In quest’ultimo anche al manifesto D’Alema ha indicato, come da titolo nell’intera pagina interna che gli è stata dedicata, “un’esplosione di spirito antidemocratico”, sottolineato col colore rosso dal quotidiano ancora orgogliosamente comunista. Ma in rosso allarme, diciamo così, è anche la parte pur meno vistosa del titolo di prima pagina in cui si fa dire allo stesso D’Alema che “il lavoro di Draghi al governo non è finito”, né andrebbe interrotto.

Come si concilino i due concetti è francamente difficile capire e tanto meno spiegare. Nè si può sospettare qualche forzatura del titolo riassuntivo di prima pagina perché il testo delle dichiarazioni di D’Alema è conforme. “Il premier -ha detto, in particolare, l’intervistato- svolge efficacemente il suo ruolo internazionale spendendo la sua forte credibilità, a Bruxelles e con gli Stati Uniti. Sul lato interno fa il possibile con una maggioranza contraddittoria e inevitabilmente divisa, cerca i compromessi possibili. Fa politica quindi misurandosi con una realtà rispetto alla quale non esistono superpoteri in grado di produrre soluzioni miracolistiche”. Meglio forse neppure Draghi avrebbe potuto e potrebbe dire di se stesso, dopo avere sottolineato nella sua ultima conferenza stampa una certa “voglia di lavorare insieme” che avrebbero ancora i partiti pur così diversi della sua maggioranza di emergenza o unità nazionale.

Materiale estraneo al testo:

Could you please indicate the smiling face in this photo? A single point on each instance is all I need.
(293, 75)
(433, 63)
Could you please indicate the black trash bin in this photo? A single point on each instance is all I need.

Ma D’Alema è andato anche oltre cercando di immaginare l’esito della corsa al Quirinale e i suoi effetti sul governo. “Non vedo -ha detto- la possibilità di una maggioranza ristretta. E mi pare difficile mantenere una maggioranza larga senza Draghi. Non è un compito facile arrivare al 2023”, cioè sino alla scadenza ordinaria della legislatura,”se il premier viene eletto al Quirinale”. Per cui sarebbe preferibile lasciare Draghi a Palazzo Chigi per fargli completare il lavoro “non finito”, come dall’occhiello rosso del titolo di prima pagina già accennato. Che poi con questo ragionamento D’Alema si trovi d’accordo, volente o nolente, con Silvio Berlusconi non può neppure stupire più di tanto se si pensa agli anni di sostanziale avvio della cosiddetta seconda Repubblica, quando il compianto Giampaolo Pansa raccontava settimanalmente sull’Espresso le avventure del mitico “Dalemoni”, mezzo D’Alema e mezzo Berlusconi appunto: accomunati anche nell’esperienza della commissione bicamerale per le riforme costituzionali in coincidenza col primo e sfortunato governo ulivista di Romano Prodi.

Due parole infine sulla proposta di D’Alema, sempre nell’intervista al manifesto, a favore di una soluzione di genere della corsa al Quirinale, con l’elezione cioè di una donna. Potrebbe essere -scusate la franchezza o la malizia- l’ultimo colpo a questa chance, dopo quello già infertole da Giuseppe Conte.